Fate of Downtown Library Still Unclear

Two local colleges are considering the downtown library building for potential future classroom and department expansions.

The vacant building at the corner of Greene Street and James Brown Boulevard, where the Augusta Library was once housed, is now for sale and has already attracted the likes of two local colleges. According to Theresa Cole, Executive Director of the Board of Trustees for the Augusta Public Library, both Augusta State University and Paine College have had their respective planning committees look at the property for a possible expansion location.

The present library traces its origins to the founding of the Young Men’s Library Association in 1848. Augusta has had a library since the 1750s, with the first books being brought by Anglican clergyman from England. In the book, “199 Years of the Augusta Library,” it lists that the first 166 volumes sent to the Georgia colony were Bibles, prayer books, religious instruction and ethical treatises. Now, the current collection is housed in a 90,000 square foot building across the street from the now empty previous location.

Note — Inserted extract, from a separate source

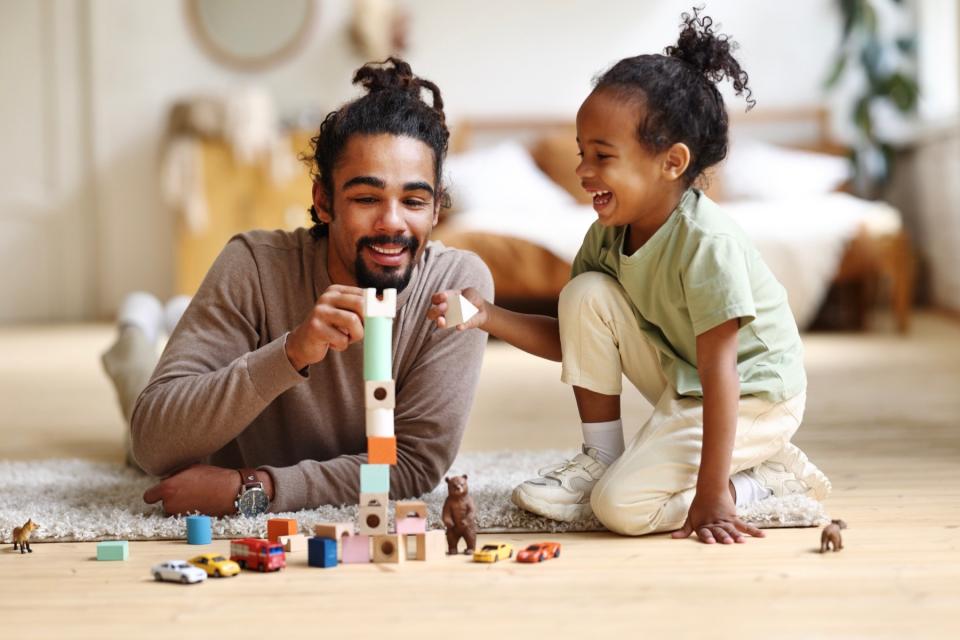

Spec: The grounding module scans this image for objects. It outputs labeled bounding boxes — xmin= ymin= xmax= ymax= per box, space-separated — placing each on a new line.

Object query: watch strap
xmin=238 ymin=467 xmax=260 ymax=490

According to the Augusta Chronicle website, the building was constructed in 1960 as Augusta’s first purpose-built main library; this state-of-the-art building cost $775,000 to construct. The library was designed by Augusta architects H. Lowrey Stulb and William D. Eve of the architectural firm of Eve and Stulb. Comparatively, the new library at the corner of Telfair Street and James Brown Boulevard cost $24 million to construct but fell short of the cost for the much-needed furniture. The new library was built with Special Purpose Local Option Sales Tax money, $2 million from the state, and additional funding from the Library Foundation Board’s capital campaign to raise the $3 million needed for furnishings.

When contacted about the future of the old library building, Cole could only say that it was for sale, but nothing else was known.

“Paine College and Augusta State have looked at the building and talked to the city about purchasing the property,” Fashion said. “Neither of the colleges has made an offer to my knowledge, but the property is definitely up for sale.”

Augusta State University President William A. Bloodworth, Jr., said that Augusta State had looked at the property and was considering it as a future expansion building.

“I have looked at the building along with others from the school,” Bloodworth said. “(Augusta State) would definitely use it if the city gave it to us. Well, if the city gave it to the University System, that is. Rest assured, no offices or departments would be moved off campus if we were to acquire the building though.”

Claude Andrews, Director of the Richmond County Buildings and Grounds Division, said that the old library building is currently being used as a storage facility during the transition of offices from the old judicial building on Greene Street to the new courthouse on Walton Way.

“We haven’t abandoned (the library) in the least,” Andrews said. “We are just storing old desks and boxes in there until we get the new courthouse offices situated. We have not abandoned it though, that’s for sure.”

Earlier this year the library auctioned off furniture from the old location in an online auction. Prices were set high for some of the pieces as collectors had shown interest in advance for the rare furniture from such companies as Herman Miller—but only the lower-priced chairs and desks sold, leaving many shelves and benches left for an unsure future.